Back to this ticket itself: I'm pushing a final rebase and then I'm going to use it on both my mac and win box to do an eddblink import and a spansh import and see how that goes. I guess that'll take an hour?

I don't have ED installed on either machine at the moment, and I haven't played in so long I'm not sure what would be a good set of commands to flex to make sure we're actually good.

eyeonus commented 2 months ago

What kind of flexing are you looking for?

eyeonus commented 2 months ago

Are you talking about this kind of thing?

[eyeonus@panther Trade-Dangerous]$ trade run --capacity 400 --credits 500b --from sol --loop --ly-per 20 --no-planet --odyssey N --hops 4
NOTE: Pruned 459 origins too far from any end stations
Sol/Daedalus -> Sol/Daedalus
  Sol/Daedalus: 400 x Insulating Membrane,
  Wyrd/Bokeili Station: 183 x Bertrandite, 52 x Silver, 152 x Gallite, 12 x Gold, 1 x Palladium,
  Wolf 433/Ellis Orbital: 400 x Water Purifiers,
  Wyrd/Bokeili Station: 183 x Bertrandite, 153 x Gallite, 52 x Silver, 12 x Gold,
  Sol/Daedalus +18,398,126cr (11,498/ton)
Tromador commented 2 months ago

Not sure what you are wanting to test with your "flex". If you want to exercise TD, maybe give it a big complex run command.

Something like this trade run --from shin/jamesonm --cap 384 --cr 408015634 --insurance 1943578 --ly 37.27 --empty-ly=48.19 --margin 0.04 --hops 5 --jum 3 --unique -P -v

Will give it some pain as it will basically have to make a route that can go pretty much anywhere in the bubble for each hop, so it has to evaluate a stupid and ridiculous tree. I would never run that. In fact, that's something I did run, but with all the filters for age and pruning and what have you all removed.
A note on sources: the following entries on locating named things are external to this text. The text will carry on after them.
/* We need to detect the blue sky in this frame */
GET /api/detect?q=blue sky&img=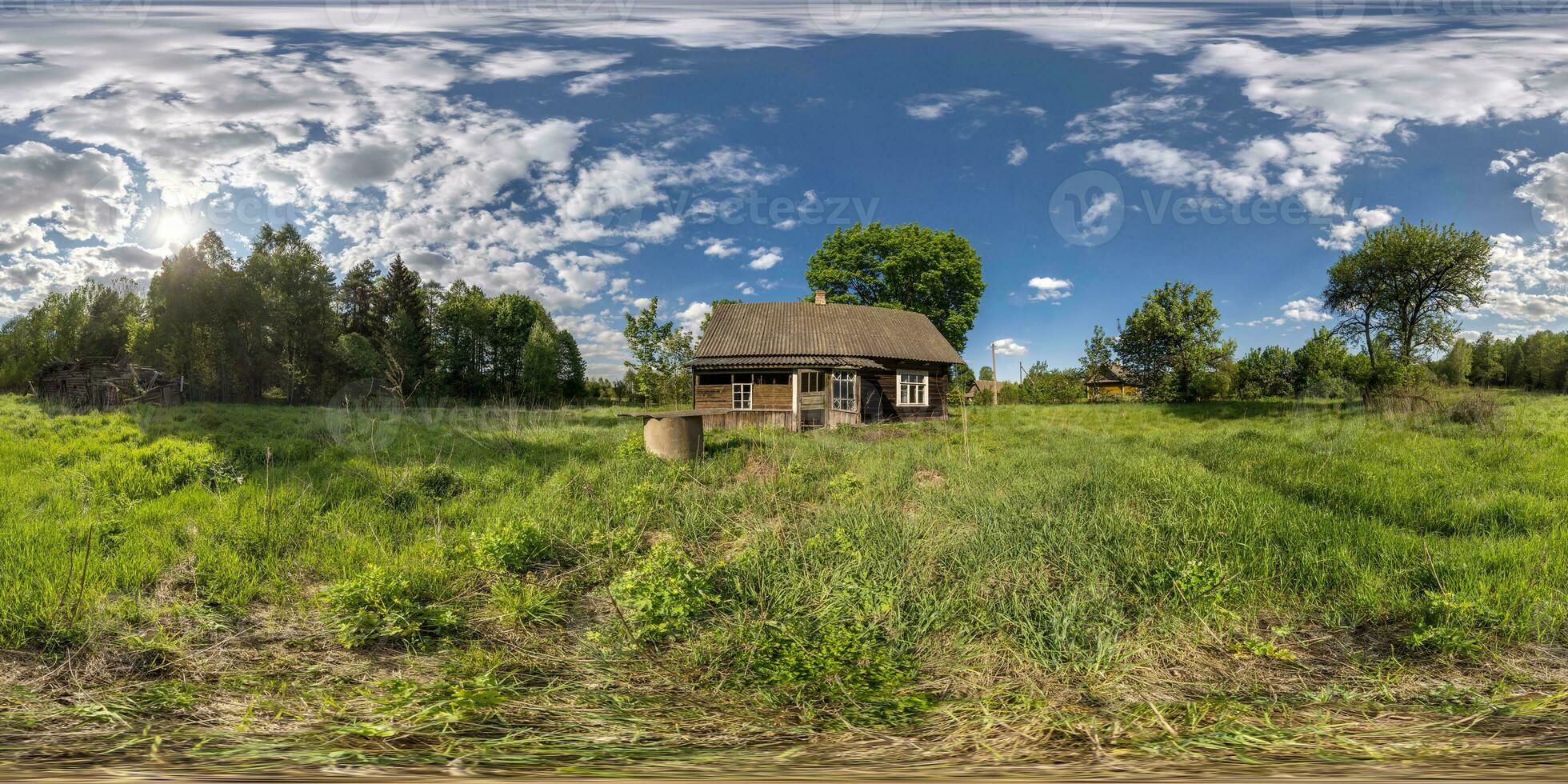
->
[0,0,1568,376]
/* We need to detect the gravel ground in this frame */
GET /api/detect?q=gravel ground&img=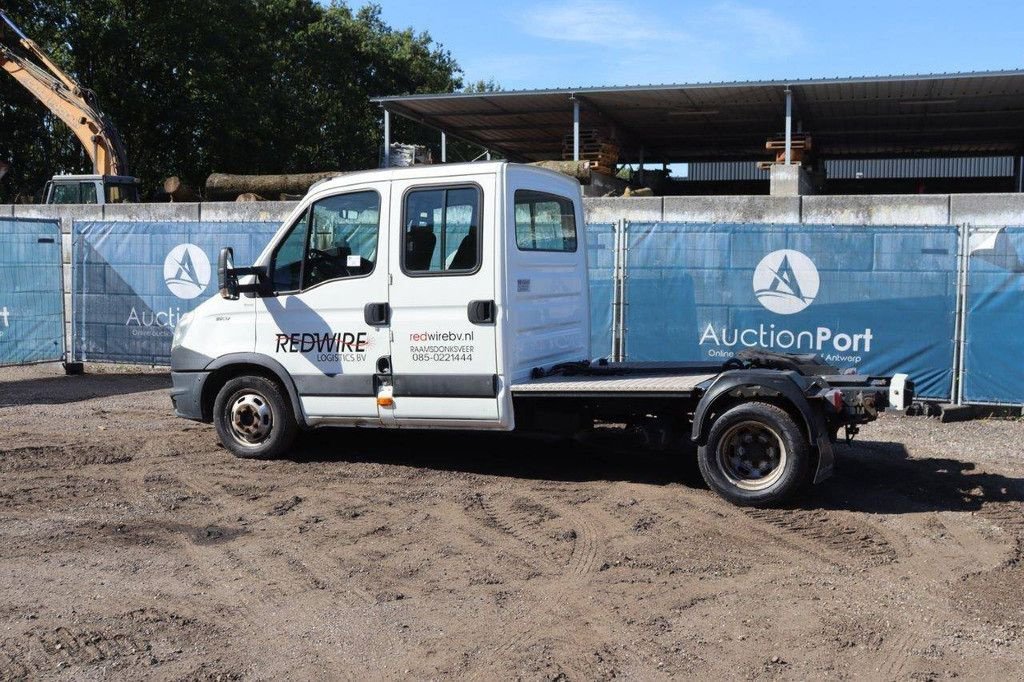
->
[0,366,1024,680]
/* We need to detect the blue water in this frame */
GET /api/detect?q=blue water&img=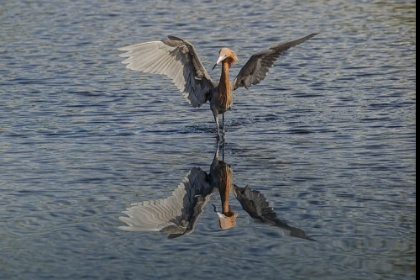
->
[0,0,416,279]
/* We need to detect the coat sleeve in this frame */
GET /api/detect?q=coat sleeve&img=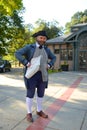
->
[47,48,56,67]
[15,45,29,66]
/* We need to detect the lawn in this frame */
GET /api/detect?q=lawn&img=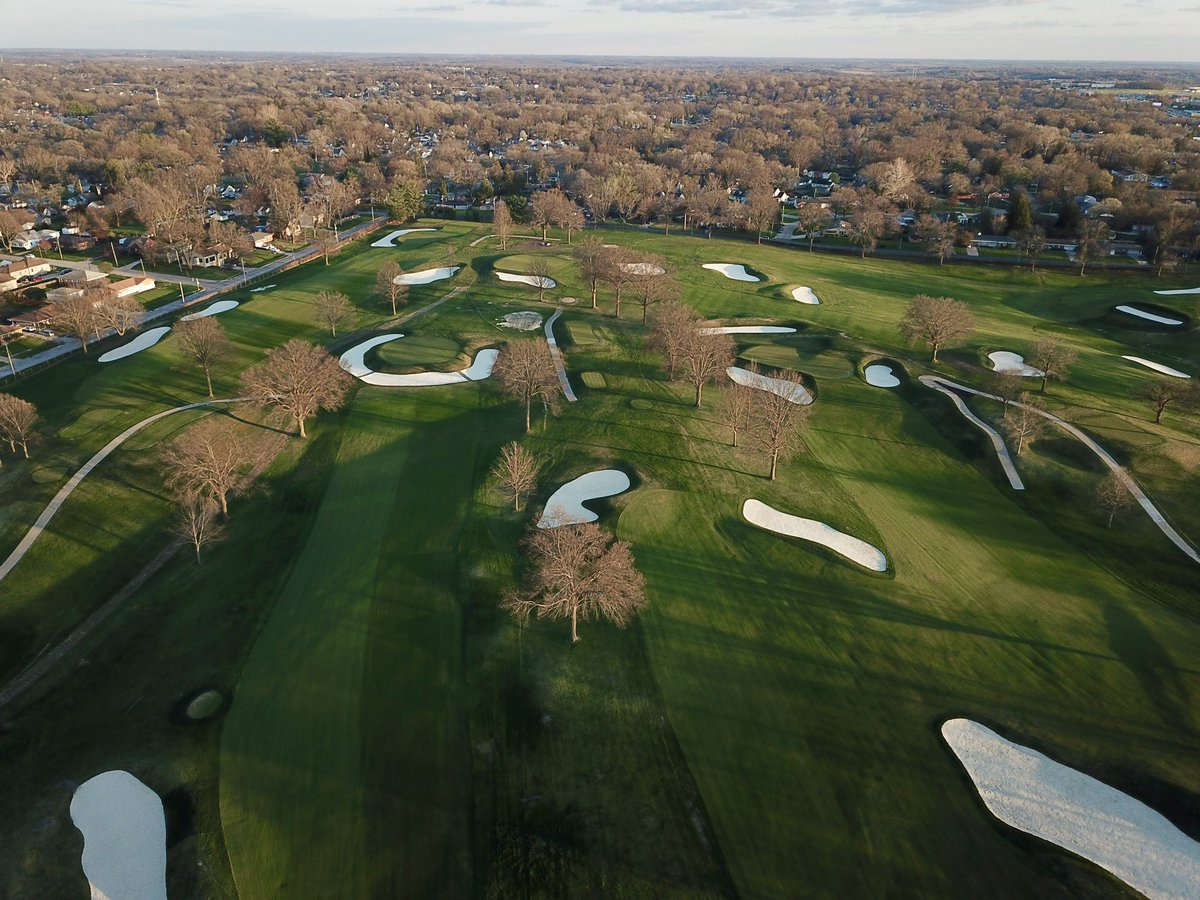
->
[0,221,1200,898]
If that's not what you want to do, you'll have to be more specific about what you particularly want to 'flex'.

kfsone commented 2 months ago

nothing heavy, just some routine commands I could run on each box to make sure the data didn't just get ingested but it also didn't get digested ;)

eyeonus commented 2 months ago

You could do the commands tox does to check nothing is broken?

eyeonus commented 2 months ago

Maybe ask around on the EDCD discord? I'm sure the people there would have lots of suggestions

kfsone commented 2 months ago

I haven't been able to test on the mac, it takes forever downloading the json file and without updates: the http headers tell us the gzip'd size but requests decompresses the file as it goes, and that .json file is, uhm, lets say very compressible? It's not compressing by a percentage, it's nearly compressing by an order of magnitude :)

eyeonus commented 2 months ago

Yeah, it'd be nice if the download had progress updates.

Also, yeah, 1.4 GB -> 8.9 GB is quite the compression.

kfsone commented 2 months ago

this will conflict after you merge the transfer-timeouts fix, but after that if you're ready to merge this one I think she's good.

eyeonus commented 2 months ago

Something got borked:

elite@quoth tradedangerous]$ trade buildcache -f
NOTE: Rebuilding cache file: this may take a few moments.
/home/elite/.local/bin/trade: /home/elite/tradedangerous/tddata/TradeDangerous.prices:19 ERROR Unrecognized line/syntax,
got: "Agronomic Treatment 5430 5568 ? 489H 2024-04-23 20:49:51". 

That's the first commodity in the file, and it has the correct format.

eyeonus commented 2 months ago

I'm fairly certain it's from the changes made to newItemPriceRe in cache.py

eyeonus commented 2 months ago

Yup, that was it. Reverting it fixed the problem.